The new government refuses to rule out the Rwanda option
The Island’s government has again declined to rule out sending asylum seekers caught trying to enter Jersey to Rwanda, despite it emerging that an adviser warned the UK government that the African state tortures and kills political opponents.
The UK pursues the controversial policy to deport people thousands of miles in response to the number of migrants crossing the Channel from France.
When asked by the JEP in June, the government would not rule out that asylum seekers who land on Island or are stopped in Jersey waters could end up on one of the flights.
The JEP was told that while Jersey has autonomy over immigration issues, it stays closely aligned with the UK and every illegal migrant is dealt with on an individual basis.
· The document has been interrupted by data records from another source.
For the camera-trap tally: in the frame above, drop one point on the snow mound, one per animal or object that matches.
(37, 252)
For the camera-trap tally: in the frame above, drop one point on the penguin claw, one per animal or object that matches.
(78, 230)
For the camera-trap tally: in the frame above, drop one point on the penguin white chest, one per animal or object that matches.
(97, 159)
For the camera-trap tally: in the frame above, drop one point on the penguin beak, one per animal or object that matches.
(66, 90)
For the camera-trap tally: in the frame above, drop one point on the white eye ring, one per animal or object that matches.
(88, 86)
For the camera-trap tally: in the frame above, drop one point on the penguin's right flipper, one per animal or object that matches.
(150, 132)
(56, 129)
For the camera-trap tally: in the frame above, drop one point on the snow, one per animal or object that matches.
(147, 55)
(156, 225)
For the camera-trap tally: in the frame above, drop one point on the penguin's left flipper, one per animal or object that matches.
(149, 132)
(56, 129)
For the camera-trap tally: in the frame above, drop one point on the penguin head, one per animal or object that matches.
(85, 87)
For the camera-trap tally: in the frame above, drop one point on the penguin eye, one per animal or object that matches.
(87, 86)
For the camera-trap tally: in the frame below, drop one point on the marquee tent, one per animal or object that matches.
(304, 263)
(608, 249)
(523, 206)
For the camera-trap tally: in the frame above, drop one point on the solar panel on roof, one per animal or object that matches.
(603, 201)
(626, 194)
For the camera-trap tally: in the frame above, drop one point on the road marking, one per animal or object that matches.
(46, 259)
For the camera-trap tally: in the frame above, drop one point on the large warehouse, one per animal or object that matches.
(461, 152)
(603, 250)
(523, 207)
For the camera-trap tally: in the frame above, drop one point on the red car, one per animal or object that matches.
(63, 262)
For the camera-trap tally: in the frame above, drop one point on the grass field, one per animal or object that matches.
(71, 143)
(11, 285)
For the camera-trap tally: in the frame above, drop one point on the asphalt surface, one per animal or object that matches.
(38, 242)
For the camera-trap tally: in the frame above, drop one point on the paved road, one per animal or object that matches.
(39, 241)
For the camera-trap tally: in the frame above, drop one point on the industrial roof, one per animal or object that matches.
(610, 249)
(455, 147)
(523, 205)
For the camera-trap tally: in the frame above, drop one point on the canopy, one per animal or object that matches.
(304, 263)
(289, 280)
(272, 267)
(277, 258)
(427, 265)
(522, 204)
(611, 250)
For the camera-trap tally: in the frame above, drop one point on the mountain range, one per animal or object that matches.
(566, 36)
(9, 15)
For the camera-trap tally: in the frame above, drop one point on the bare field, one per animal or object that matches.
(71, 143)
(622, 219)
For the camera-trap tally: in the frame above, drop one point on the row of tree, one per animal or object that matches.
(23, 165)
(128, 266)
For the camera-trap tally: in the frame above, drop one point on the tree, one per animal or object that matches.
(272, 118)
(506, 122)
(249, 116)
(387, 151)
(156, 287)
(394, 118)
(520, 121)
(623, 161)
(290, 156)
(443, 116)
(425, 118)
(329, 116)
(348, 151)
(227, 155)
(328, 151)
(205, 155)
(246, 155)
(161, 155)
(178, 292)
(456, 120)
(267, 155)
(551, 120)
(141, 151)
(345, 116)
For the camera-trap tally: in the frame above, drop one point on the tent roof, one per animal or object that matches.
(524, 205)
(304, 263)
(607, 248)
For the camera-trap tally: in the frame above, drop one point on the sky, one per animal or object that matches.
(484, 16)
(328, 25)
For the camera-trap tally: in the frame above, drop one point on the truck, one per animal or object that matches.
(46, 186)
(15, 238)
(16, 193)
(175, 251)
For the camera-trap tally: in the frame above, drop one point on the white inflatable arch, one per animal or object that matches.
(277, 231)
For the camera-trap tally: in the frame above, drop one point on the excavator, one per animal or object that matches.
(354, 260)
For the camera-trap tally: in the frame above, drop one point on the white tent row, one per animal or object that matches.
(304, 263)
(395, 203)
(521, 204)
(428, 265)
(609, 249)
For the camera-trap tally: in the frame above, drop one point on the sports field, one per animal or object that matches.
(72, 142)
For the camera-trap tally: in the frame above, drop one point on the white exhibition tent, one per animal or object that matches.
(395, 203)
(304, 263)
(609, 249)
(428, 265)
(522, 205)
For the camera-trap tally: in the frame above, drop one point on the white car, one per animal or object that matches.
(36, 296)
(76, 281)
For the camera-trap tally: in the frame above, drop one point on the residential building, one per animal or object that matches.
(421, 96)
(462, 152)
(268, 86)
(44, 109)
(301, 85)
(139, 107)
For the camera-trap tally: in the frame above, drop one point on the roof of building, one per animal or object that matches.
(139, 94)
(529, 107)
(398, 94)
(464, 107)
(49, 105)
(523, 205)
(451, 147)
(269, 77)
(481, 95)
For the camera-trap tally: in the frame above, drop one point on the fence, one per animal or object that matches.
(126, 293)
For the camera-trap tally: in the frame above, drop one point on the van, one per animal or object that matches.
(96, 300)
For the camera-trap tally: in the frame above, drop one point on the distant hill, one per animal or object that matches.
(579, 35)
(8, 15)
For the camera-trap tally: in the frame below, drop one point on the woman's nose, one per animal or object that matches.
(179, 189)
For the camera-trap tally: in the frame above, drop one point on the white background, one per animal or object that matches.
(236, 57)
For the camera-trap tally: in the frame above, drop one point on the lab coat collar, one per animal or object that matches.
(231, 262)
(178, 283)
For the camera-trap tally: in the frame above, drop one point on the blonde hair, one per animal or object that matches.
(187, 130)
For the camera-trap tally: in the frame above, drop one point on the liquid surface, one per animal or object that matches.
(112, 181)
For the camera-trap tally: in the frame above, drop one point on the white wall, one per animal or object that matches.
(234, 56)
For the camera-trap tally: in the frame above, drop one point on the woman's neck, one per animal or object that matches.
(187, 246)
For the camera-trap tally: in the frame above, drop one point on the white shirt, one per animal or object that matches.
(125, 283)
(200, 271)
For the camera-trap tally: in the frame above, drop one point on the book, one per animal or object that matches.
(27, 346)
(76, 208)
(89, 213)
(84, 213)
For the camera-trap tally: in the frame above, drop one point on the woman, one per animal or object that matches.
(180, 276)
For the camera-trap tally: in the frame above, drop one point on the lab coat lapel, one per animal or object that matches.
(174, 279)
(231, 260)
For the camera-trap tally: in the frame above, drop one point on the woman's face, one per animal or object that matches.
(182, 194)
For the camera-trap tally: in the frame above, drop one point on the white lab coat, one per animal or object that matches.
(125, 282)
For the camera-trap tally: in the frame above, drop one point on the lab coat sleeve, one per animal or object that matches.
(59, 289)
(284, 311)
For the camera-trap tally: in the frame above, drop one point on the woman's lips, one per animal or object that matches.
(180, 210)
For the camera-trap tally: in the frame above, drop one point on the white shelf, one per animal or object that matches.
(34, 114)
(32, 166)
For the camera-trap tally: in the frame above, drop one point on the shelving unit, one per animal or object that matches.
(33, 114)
It emerged this week that one of the UK’s own advisers warned that the Rwandan government tortures and kills political opponents and questioned the tone and accuracy of a report relating to the plans.
The BBC and The Guardian, along with migrants from an aborted June flight, are asking in court for the entirety of the official’s comments on Rwanda to be made public.
The UK government has said its scheme will be more closely monitored.
Although the Island has a new government, the JEP was told earlier this week that there would be no change in relation to how Jersey processes asylum seekers who are stopped here.
A government spokesman said any potential asylum seekers would continue to be handled on a case-by-case basis.
The UK government is still pursuing the Rwanda scheme, which caretaker-Prime Minister Boris Johnson has said was necessary to break human trafficking chains.
The first planned flight to Rwanda was stopped in June after a last-minute move from the European Court of Human Rights, which asked the High Court in London to determine whether the policy was lawful.
A hearing is scheduled for next month.
Rwandan officials have insisted the country is safe and asylum seekers should not see being sent there as a ‘punishment’.
Over 20,000 have crossed the English Channel in small boats already this year, according to the UK Ministry of Defence.